By Dave Sweeney
A recent survey about logical access control pointed out that in most people’s minds, passwords are passé. An overwhelming 84 percent of those surveyed supported eliminating passwords, while 76 percent of respondents felt an alternative form of verification would make their data more secure.
In the physical security realm, we are increasingly seeing a movement toward something beyond single factor authentication, such as an access card or a key code alone. Many companies have combined the two, but just like passwords that can be shared liberally, codes have a way of getting passed around too.
So how does one up the level of protection beyond the single form of authentication? Dual-factor authentication is usually focused on something you HAVE (a card) and something you KNOW (a code), but there is also something you ARE — a biometric.
A few things are working in favor of biometrics these days. First, the technology has improved and the cost has come down.
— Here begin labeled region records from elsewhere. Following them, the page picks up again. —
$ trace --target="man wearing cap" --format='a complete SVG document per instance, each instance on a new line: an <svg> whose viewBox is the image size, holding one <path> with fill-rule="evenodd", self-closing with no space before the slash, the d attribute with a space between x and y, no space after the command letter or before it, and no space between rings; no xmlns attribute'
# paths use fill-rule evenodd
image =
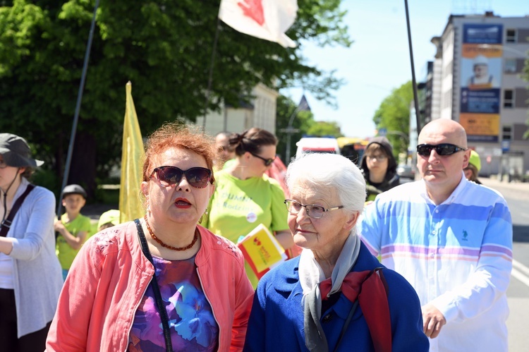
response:
<svg viewBox="0 0 529 352"><path fill-rule="evenodd" d="M90 218L81 214L81 209L86 203L86 192L83 187L66 186L62 203L66 212L62 214L61 220L55 221L54 228L61 235L57 237L56 251L63 269L63 279L66 280L75 255L87 238L92 224Z"/></svg>
<svg viewBox="0 0 529 352"><path fill-rule="evenodd" d="M23 138L0 133L2 351L44 351L62 287L53 229L55 196L28 181L42 164L31 157Z"/></svg>
<svg viewBox="0 0 529 352"><path fill-rule="evenodd" d="M420 300L430 351L506 351L506 291L512 221L504 198L470 182L470 150L457 122L434 120L419 135L422 179L379 195L360 236Z"/></svg>

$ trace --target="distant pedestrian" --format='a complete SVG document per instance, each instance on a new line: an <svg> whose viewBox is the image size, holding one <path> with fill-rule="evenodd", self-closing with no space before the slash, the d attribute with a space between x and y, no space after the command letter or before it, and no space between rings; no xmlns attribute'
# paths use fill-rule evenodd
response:
<svg viewBox="0 0 529 352"><path fill-rule="evenodd" d="M233 133L227 131L219 132L215 135L215 146L219 153L219 157L215 162L215 170L221 170L224 163L235 157L235 148L230 145L230 138Z"/></svg>
<svg viewBox="0 0 529 352"><path fill-rule="evenodd" d="M104 230L118 225L120 223L121 214L121 213L117 209L112 209L102 214L99 221L97 221L97 231Z"/></svg>
<svg viewBox="0 0 529 352"><path fill-rule="evenodd" d="M393 147L385 137L370 140L360 165L365 178L366 202L375 200L377 195L400 184Z"/></svg>
<svg viewBox="0 0 529 352"><path fill-rule="evenodd" d="M418 142L422 179L377 197L360 224L362 239L417 291L430 351L506 351L507 203L465 178L470 151L459 123L434 120Z"/></svg>
<svg viewBox="0 0 529 352"><path fill-rule="evenodd" d="M481 170L481 160L480 155L475 150L470 152L470 157L468 159L468 165L463 169L465 171L465 178L467 180L481 184L478 179L478 174Z"/></svg>
<svg viewBox="0 0 529 352"><path fill-rule="evenodd" d="M217 187L202 224L212 232L237 242L262 224L285 250L294 244L286 223L285 195L279 183L264 174L276 159L277 138L253 128L230 139L236 157L215 173ZM257 286L257 277L248 263L246 273Z"/></svg>
<svg viewBox="0 0 529 352"><path fill-rule="evenodd" d="M75 255L89 236L92 224L90 218L81 214L86 204L85 189L79 185L68 185L62 194L62 205L66 212L55 221L54 228L61 235L56 240L56 252L66 280Z"/></svg>
<svg viewBox="0 0 529 352"><path fill-rule="evenodd" d="M63 284L55 255L55 196L30 183L25 140L0 133L0 350L42 351Z"/></svg>

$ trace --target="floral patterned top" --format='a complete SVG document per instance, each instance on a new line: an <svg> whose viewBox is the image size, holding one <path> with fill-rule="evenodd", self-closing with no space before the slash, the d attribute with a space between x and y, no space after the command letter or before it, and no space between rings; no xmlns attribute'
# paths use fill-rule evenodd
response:
<svg viewBox="0 0 529 352"><path fill-rule="evenodd" d="M219 325L200 285L195 257L166 260L152 256L156 279L167 310L174 351L217 351ZM165 351L164 330L149 285L138 307L129 335L128 351Z"/></svg>

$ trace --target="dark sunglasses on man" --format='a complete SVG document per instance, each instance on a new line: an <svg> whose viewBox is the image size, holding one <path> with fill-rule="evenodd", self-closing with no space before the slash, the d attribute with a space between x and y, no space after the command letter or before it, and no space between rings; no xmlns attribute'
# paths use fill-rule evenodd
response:
<svg viewBox="0 0 529 352"><path fill-rule="evenodd" d="M208 182L213 182L212 171L205 167L192 167L182 170L176 166L158 166L152 171L150 178L156 174L158 184L162 187L171 187L180 183L185 176L191 186L204 188Z"/></svg>
<svg viewBox="0 0 529 352"><path fill-rule="evenodd" d="M421 157L430 157L432 154L432 150L434 149L435 150L435 152L442 157L447 157L458 152L467 150L467 148L462 148L450 143L442 143L437 145L420 144L417 146L417 154Z"/></svg>

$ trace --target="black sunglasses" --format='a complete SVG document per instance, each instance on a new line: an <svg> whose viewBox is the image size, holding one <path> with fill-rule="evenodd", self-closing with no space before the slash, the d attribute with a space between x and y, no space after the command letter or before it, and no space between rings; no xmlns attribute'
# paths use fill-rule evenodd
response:
<svg viewBox="0 0 529 352"><path fill-rule="evenodd" d="M204 188L211 181L212 171L205 167L192 167L182 170L176 166L159 166L154 169L150 177L156 174L158 184L162 187L170 187L178 185L182 181L182 176L190 185L195 188Z"/></svg>
<svg viewBox="0 0 529 352"><path fill-rule="evenodd" d="M430 154L432 154L432 149L434 149L437 154L443 157L451 155L457 152L467 150L467 148L462 148L450 143L442 143L438 145L420 144L417 146L417 154L421 157L430 157Z"/></svg>
<svg viewBox="0 0 529 352"><path fill-rule="evenodd" d="M261 160L262 160L263 162L264 162L264 166L269 166L270 165L272 165L272 163L273 163L273 162L274 162L274 160L275 160L275 159L276 159L276 158L275 158L275 157L274 157L274 159L264 159L264 157L260 157L260 156L259 156L259 155L257 155L257 154L253 154L253 153L252 152L249 152L250 154L251 154L252 155L253 155L254 157L255 157L256 158L259 158L259 159L260 159Z"/></svg>

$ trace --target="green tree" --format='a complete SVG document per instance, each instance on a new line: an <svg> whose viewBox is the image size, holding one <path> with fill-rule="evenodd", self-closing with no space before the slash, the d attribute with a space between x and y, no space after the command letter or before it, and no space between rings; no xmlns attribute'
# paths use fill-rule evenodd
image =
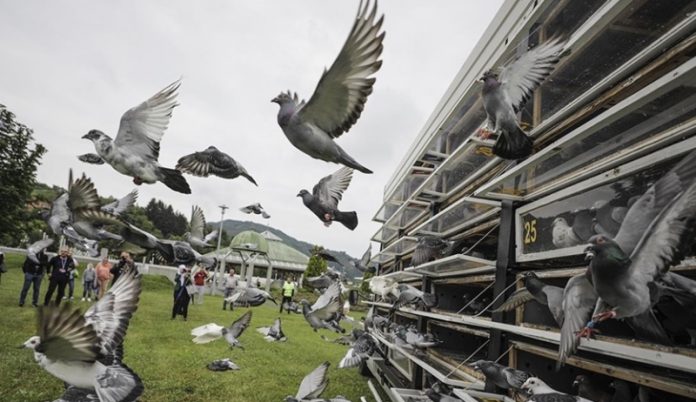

While far from the least expensive form of authentication, those who opt for biometrics now can feel confident that it will perform as needed.
Second, biometrics are increasingly being integrated into existing security systems. In the early years, a fingerprint reader or palm scanner was a stand-alone product that required its own database.
Another benefit is that aside from the uniqueness of biometrics — making it nearly impossible to steal it from someone else — this authentication factor is always with you. Unlike a card that can be misplaced, or a code that is forgotten, your iris, palm, finger or retina goes where you do.
This can translate into both time and cost savings if lost cards are an issue, which can be an issue with students where cards serve as access into buildings and payment for foodservice. This is why some institutions are opting for biometrics over cards.
It’s important for end users to consult with their integrator about how best to incorporate an additional factor like biometrics into a dual or multi-factor authentication program. Is it something reserved for high-security areas, or do you incorporate it at the main entrance, knowing that once you’re confident about who has entered, you can go with more standard access procedures on inside doors?
And what about the environment in which the biometric is used? A fingerprint scanner that requires people to touch a unit may not be the best choice in a hospital, nursing home or daycare center where germs are a concern.
Biometrics continue to migrate into the mainstream. A perfect example is the finger scan used to unlock your smartphone or computer. Why not consider biometrics as another tool in a dual-factor physical security authentication program?